Every instance of the destruction of texts is a violation of the Federal Records Act—and likely part of a criminal conspiracy to obstruct justice. Merrick Garland has acknowledged that destruction of the texts (and subsequent coverup) is within the purview of the DOJ investigative authority. See MSN, Garland Says Deleted Secret Service Texts Are Within DoJ Investigative Scope When Pressed About Scandal.

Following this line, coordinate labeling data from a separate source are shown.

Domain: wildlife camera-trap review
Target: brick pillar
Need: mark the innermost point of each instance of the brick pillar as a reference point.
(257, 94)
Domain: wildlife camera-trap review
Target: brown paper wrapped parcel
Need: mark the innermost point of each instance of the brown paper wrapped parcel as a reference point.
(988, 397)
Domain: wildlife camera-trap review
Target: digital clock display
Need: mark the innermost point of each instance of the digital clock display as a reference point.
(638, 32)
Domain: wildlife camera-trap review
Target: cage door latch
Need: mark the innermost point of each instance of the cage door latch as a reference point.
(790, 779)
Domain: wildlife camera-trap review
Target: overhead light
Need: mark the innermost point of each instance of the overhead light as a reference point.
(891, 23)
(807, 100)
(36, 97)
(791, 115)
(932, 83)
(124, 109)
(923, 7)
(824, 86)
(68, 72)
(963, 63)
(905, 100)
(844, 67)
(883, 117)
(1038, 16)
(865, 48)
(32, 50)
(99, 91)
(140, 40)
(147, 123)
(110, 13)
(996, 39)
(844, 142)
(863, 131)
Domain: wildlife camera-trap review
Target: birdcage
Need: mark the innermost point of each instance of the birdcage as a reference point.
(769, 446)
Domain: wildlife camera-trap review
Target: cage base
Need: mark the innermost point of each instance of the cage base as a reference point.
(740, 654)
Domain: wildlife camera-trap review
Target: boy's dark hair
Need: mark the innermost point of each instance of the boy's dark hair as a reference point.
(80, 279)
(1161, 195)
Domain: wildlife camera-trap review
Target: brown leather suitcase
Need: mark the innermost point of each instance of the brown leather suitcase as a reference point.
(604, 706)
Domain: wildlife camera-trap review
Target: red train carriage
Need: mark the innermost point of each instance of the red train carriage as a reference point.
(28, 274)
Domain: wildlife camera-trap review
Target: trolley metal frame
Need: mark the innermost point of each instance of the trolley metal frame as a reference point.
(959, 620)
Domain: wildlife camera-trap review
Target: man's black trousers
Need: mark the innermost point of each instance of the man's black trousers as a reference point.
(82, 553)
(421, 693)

More on studies relating to postcards and texts.
In the days since I criticized an op-ed in the NYTimes, Opinion | Fed Up With Democratic Emails? You’re Not the Only One, I have been engaged in a mutually unsatisfactory correspondence with one of its authors, Micah Sifry. He feels that my criticisms do not fairly represent the full import of his article (which I invite you to read, if you have not). I disagree, which is where Sifry and I have been stuck for several days.
Today, Sifry emailed a statement with which I agree. He cited research projects by the Sister District Action Network (which I linked to in my original post). Sifry commented (in part), that there is “lots of blurriness to the benefits of postcarding” in the Sister District research. I think that is a fair characterization of the status of the research summarized at the Sister District link above. A review of that research shows a positive effect for postcarding in some instances, no effect in other instances, and a compounding-depressive effect in other instances. “Blurriness” is an apt description (and an underused word I will add to my file).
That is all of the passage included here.